Electrochemical impedance spectrum reveals structural details of distribution of pores and defects in supported phospholipid bilayers
Introduction
Solid supported phospholipid bilayers are biological models increasingly used for studies of membrane protein function and structure [1], biosensing [2], as well as biotechnology and biopharmaceutical applications [3], [4], [5], [6]. Robust and electrically highly insulating artificial membranes can be accomplished on solid surfaces using molecular anchors, onto which via precipitation [7] solvent exchange [8] or vesicle fusion [9] phospholipids self-assemble into bilayers. Such constructs, if accomplished on molecular anchors are called tethered bilayer lipid membranes (tBLMs). They contain liquid ion reservoir between the lipid bilayer and solid support. Thickness of such reservoir as experimentally determined by the neutron reflectometry is between 10 and 20 Angstroms [10], [11], [12]. The advantages of a liquid ion reservoir are: it cushions the phospholipid membrane and allows reconstitution of transmembrane proteins without jamming them against solid surface [12], [13]. The molecular level structure of such constructs can be accessed by neutron reflectometry, while the electrochemical impedance spectroscopy (EIS) is a method of choice to interrogate membrane integrity and for biosensing. Recently, we demonstrated the possibility to extend applications of EIS into the domain of structural methodologies[14], [15].
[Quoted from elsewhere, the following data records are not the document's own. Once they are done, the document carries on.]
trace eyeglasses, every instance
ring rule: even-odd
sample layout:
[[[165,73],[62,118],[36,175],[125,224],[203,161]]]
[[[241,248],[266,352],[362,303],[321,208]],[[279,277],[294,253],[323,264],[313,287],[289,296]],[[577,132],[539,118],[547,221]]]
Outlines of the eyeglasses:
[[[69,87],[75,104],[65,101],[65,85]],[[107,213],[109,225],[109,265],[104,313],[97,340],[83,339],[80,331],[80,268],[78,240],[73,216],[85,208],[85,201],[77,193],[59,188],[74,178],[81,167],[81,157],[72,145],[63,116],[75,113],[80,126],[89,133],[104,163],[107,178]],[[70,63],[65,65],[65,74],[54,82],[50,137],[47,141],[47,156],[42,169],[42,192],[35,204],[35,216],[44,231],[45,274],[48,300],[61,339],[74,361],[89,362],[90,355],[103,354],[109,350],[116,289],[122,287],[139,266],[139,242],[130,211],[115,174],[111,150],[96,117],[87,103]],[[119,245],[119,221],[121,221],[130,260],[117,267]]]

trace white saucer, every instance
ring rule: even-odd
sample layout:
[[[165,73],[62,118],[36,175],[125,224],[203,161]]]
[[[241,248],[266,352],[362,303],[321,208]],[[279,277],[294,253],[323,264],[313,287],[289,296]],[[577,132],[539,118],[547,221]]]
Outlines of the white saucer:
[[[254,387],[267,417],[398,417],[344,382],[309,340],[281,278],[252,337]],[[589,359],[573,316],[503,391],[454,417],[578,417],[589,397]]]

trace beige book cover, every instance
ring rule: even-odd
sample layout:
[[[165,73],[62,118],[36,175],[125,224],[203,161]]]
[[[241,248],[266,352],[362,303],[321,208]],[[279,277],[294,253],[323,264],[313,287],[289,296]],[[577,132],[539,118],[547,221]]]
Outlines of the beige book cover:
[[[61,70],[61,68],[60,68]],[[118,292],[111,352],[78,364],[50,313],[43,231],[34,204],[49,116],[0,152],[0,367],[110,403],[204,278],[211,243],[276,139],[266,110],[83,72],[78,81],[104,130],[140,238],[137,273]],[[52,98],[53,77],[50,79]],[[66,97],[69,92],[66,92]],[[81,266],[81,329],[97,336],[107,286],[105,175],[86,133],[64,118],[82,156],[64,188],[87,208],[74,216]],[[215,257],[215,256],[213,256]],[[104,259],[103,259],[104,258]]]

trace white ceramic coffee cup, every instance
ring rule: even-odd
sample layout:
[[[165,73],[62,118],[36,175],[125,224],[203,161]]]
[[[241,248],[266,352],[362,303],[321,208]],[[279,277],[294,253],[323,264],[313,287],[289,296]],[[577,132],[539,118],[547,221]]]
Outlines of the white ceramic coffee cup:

From the electrochemical perspective, an ideal phospholipid bilayer on a conducting solid surface acts as a planar insulating sheet. Thus, the response of an ideal bilayer under the electric perturbation is that of a planar capacitor, while a simple series RC equivalent circuit can represent the whole electrode system in contact with an electrolyte solution.
Real tethered bilayers always contain defects, either natural, which are due to imperfections of solid supported membranes, or artificial such as reconstituted water-filled protein/peptides pores or defects of other origin. The latter may be generated by the exposure of bilayers to the solutions of the membrane penetrating peptides or pore-forming proteins, or any other membrane damaging agents, such as detergents[8], [16].
Knowing the surface density of water filled pores in membranes is an essential precondition for the utility of tBLMs in precision biosensing. This information is also important if tBLMs are intended for quantitative assessment of protein membrane interactions [17]. Unfortunately, the surface density (concentration) of defects (proteins) in tethered lipid membranes is not easily accessible from the conductance measurements as is the case in black lipid membranes. The problem arises due to the asymmetry of the surface construct at the nanoscale: the few nanometer dielectric sheet is bathed by an essentially infinite reservoir of solution form one side, while the other side facing the solid surface comprise 1–2 nm liquid layer [12]. Such geometry results in a significant contribution of the submembrane reservoir resistance to the total impedance of an electrode, thus obstructing evaluation of the resistance of defects [18].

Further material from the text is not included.